I giovani, i vecchi e il conflitto
Al di là della trama farsesca, che vede segreti di famiglia (e di paese) essere svelati dopo tanti anni, benedizioni della sorte e momenti goliardici tra vecchi amici, un aspetto interessante di Fuga da Villa Arzilla è il confronto conflittuale tra nuove e vecchie generazioni. Senza che se ne faccia il tema portante del film, questo punto è al centro di una scena-chiave in cui la giovane protagonista Sophie, da essere un personaggio di mero supporto, “mette in riga” i suoi nuovi, attempati amici, distruggendo un po’ di certezze che spesso alimentano una certa arroganza da parte degli anziani ancorati al ricordo dei “bei tempi andati”. Proprio questi tempi, così inutilmente rimpianti, sono alla base dei problemi odierni, che devono essere affrontati e – possibilmente – risolti dalle nuove generazioni, impoverite, in un ambiente degradato e in una società sfibrata proprio dall’azione invasiva e egoista dei “vecchi”. Uno sfogo, certo, che non implica chissà quale analisi politica, ma che ben rappresenta l’esasperazione dei cosiddetti “millenials” verso chi fa della lamentela, del rimprovero e della nostalgia delle medaglie d’onore.

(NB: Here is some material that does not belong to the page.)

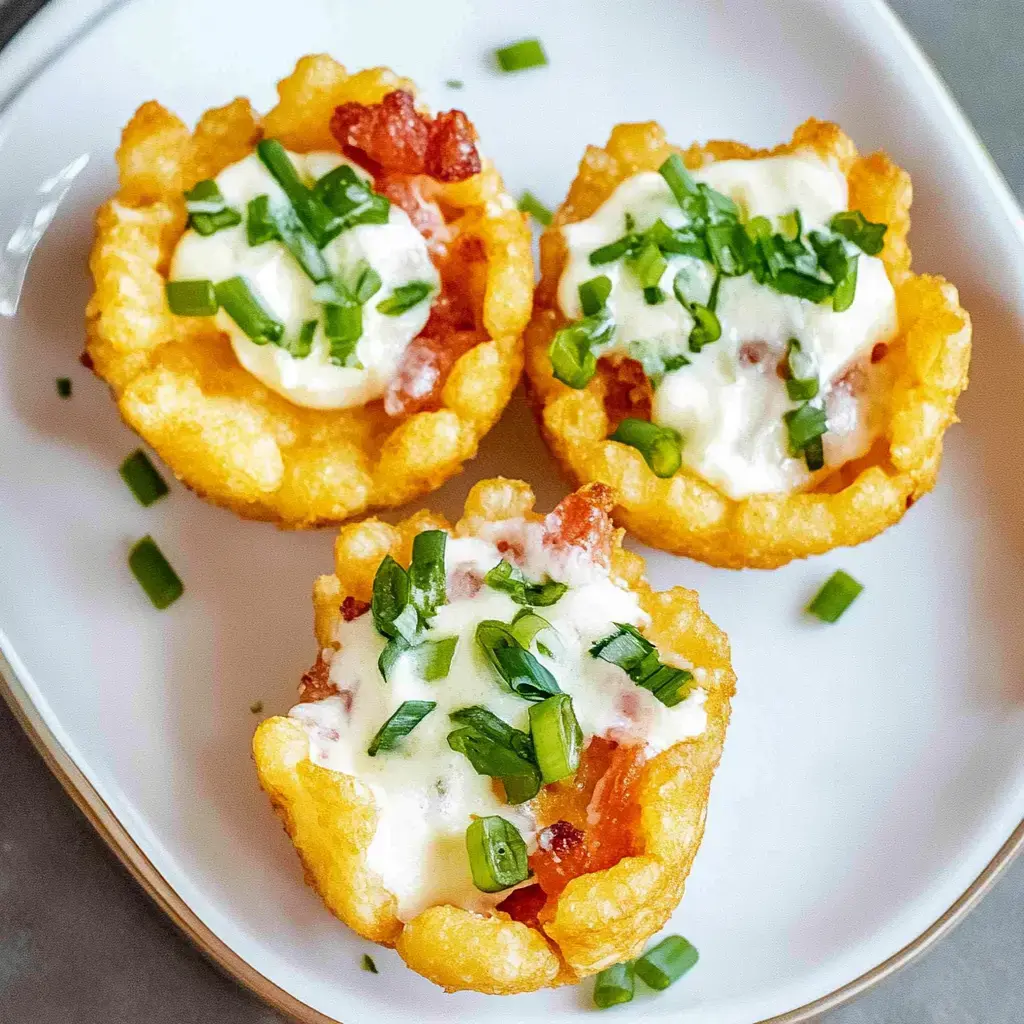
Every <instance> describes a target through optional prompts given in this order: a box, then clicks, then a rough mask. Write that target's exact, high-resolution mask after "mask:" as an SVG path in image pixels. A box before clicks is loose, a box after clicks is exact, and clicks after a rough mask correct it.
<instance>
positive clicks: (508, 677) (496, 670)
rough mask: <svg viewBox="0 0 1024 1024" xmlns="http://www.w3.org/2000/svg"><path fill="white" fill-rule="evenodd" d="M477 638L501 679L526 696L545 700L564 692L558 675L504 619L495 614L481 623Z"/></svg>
mask: <svg viewBox="0 0 1024 1024" xmlns="http://www.w3.org/2000/svg"><path fill="white" fill-rule="evenodd" d="M476 642H477V643H478V644H479V645H480V648H481V649H482V650H483V653H484V654H486V656H487V660H488V662H489V663H490V666H492V668H493V669H494V670H495V674H496V675H497V676H498V678H499V679H500V680H501V682H502V683H504V684H505V685H506V686H507V687H508V688H509V689H510V690H512V692H514V693H517V694H518V695H519V696H521V697H522V698H523V699H524V700H532V701H538V700H544V699H545V698H546V697H550V696H551V695H552V694H554V693H561V688H560V687H559V685H558V682H557V680H556V679H555V677H554V676H553V675H552V674H551V673H550V672H548V670H547V669H546V668H545V667H544V666H543V665H541V663H540V662H538V659H537V658H536V657H535V656H534V655H532V654H531V653H530V652H529V651H528V650H526V649H525V648H524V647H523V646H522V645H521V644H520V643H519V641H518V640H516V638H515V637H514V636H513V634H512V633H511V631H510V630H509V628H508V627H507V626H506V625H505V624H504V623H499V622H497V621H495V620H493V618H485V620H484V621H483V622H481V623H479V624H478V625H477V627H476Z"/></svg>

A questo punto il personaggio di Sophie prende in mano la situazione: pretende risposte, risolve conflitti, fa vuotare il sacco a suo nonno e ai suoi compagni di viaggio, destrutturando il mito del “vecchio compagno tutto d’un pezzo” e imponendo loro di fare i conti con la realtà. Operazione forse non piacevole, ma senza dubbio molto più dignitosa.

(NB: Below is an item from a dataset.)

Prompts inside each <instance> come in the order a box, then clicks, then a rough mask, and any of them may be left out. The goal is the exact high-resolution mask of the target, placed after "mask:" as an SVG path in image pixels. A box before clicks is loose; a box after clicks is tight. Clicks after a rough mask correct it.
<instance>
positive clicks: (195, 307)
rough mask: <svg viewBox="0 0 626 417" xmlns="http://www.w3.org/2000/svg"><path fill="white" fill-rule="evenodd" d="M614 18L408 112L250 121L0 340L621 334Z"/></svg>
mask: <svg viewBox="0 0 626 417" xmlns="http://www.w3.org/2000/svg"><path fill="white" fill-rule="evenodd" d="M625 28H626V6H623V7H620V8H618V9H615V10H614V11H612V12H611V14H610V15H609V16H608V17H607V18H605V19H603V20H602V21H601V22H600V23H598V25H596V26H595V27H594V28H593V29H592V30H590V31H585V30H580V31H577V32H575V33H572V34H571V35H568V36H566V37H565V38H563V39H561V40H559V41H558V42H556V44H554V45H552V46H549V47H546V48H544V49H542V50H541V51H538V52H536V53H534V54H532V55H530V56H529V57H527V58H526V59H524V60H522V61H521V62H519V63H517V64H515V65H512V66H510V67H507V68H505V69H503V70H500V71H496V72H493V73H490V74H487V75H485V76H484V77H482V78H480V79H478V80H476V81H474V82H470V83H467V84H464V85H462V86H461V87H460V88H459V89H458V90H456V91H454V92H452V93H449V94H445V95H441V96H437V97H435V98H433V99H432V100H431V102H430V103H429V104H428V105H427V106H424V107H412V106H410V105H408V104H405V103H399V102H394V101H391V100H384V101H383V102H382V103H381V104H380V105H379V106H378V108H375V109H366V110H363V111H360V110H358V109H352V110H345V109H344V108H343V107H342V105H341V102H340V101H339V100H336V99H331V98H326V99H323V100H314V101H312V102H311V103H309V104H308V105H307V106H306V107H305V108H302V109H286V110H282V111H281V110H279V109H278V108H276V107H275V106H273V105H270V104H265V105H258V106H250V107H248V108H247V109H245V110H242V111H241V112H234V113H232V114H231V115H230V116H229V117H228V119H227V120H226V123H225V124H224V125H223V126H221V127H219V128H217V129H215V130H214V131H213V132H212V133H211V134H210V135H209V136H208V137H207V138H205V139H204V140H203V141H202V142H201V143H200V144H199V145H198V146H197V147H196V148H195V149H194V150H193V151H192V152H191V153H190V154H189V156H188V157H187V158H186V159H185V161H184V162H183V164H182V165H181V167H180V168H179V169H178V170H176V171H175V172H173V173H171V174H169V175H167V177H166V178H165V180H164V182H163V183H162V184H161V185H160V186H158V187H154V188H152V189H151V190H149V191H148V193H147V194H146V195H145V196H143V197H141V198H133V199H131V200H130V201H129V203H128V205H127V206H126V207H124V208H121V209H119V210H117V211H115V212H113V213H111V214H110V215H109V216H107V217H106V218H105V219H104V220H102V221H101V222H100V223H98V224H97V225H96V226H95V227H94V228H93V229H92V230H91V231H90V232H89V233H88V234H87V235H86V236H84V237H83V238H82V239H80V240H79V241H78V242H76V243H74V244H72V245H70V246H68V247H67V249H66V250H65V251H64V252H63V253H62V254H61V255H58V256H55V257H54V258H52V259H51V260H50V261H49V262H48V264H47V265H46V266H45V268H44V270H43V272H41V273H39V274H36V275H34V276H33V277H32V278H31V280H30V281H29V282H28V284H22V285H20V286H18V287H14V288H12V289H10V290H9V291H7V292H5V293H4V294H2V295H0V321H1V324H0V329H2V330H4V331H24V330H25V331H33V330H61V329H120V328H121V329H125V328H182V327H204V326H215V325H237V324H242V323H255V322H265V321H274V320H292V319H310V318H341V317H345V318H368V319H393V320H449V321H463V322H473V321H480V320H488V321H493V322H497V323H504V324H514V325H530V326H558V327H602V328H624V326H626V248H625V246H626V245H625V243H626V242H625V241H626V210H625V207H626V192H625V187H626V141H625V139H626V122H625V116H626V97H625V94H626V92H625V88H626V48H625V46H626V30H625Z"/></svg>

Fuga da Villa Arzilla, in conclusione
Il tono malinconico della commedia è edulcorato dalla caratterizzazione prorompente dei personaggi, tutti perfettamente delineati e distinti. I tre amici, in particolare, rappresentano tre diverse sfumature umane: quella romantica, quella pragmatica e quella combattiva. Tutte e tre, dato il passare degli anni, sono diventate un po’ delle maschere, che Antoine, Émile e Pierrot dovranno imparare a levarsi. Arriva un momento, infatti, in cui i personaggi devono fare i conti con la rilettura del proprio passato e la destrutturazione della propria mitologia. Come le marionette costruite da Lucette, si sono fatti dirigere più dall’idea di un personaggio che da emozioni autentiche e hanno messo in scena delle vite teatrali. Ma, ora che il sipario sta per calare, cosa rimane?

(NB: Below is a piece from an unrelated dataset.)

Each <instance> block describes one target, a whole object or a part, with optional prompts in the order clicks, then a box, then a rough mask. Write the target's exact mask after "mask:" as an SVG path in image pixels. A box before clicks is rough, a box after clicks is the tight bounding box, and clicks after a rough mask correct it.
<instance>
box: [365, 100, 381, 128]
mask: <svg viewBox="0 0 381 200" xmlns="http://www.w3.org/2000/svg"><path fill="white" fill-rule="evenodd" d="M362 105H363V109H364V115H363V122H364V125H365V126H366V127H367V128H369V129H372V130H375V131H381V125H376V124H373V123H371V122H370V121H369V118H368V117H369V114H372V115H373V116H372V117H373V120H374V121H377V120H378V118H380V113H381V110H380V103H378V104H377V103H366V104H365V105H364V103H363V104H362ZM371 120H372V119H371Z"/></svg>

Nonostante la profondità dell’analisi della vita, della politica, del rapporto tra generazioni, Fuga da Villa Arzilla è – come suggerisce il titolo – un film leggero, retto da un ritmo comico mai volgare ma efficace. Duthuron non cerca la risata facile, neanche quella aperta: vuole far sorridere e riflettere – e questo gli riesce benissimo.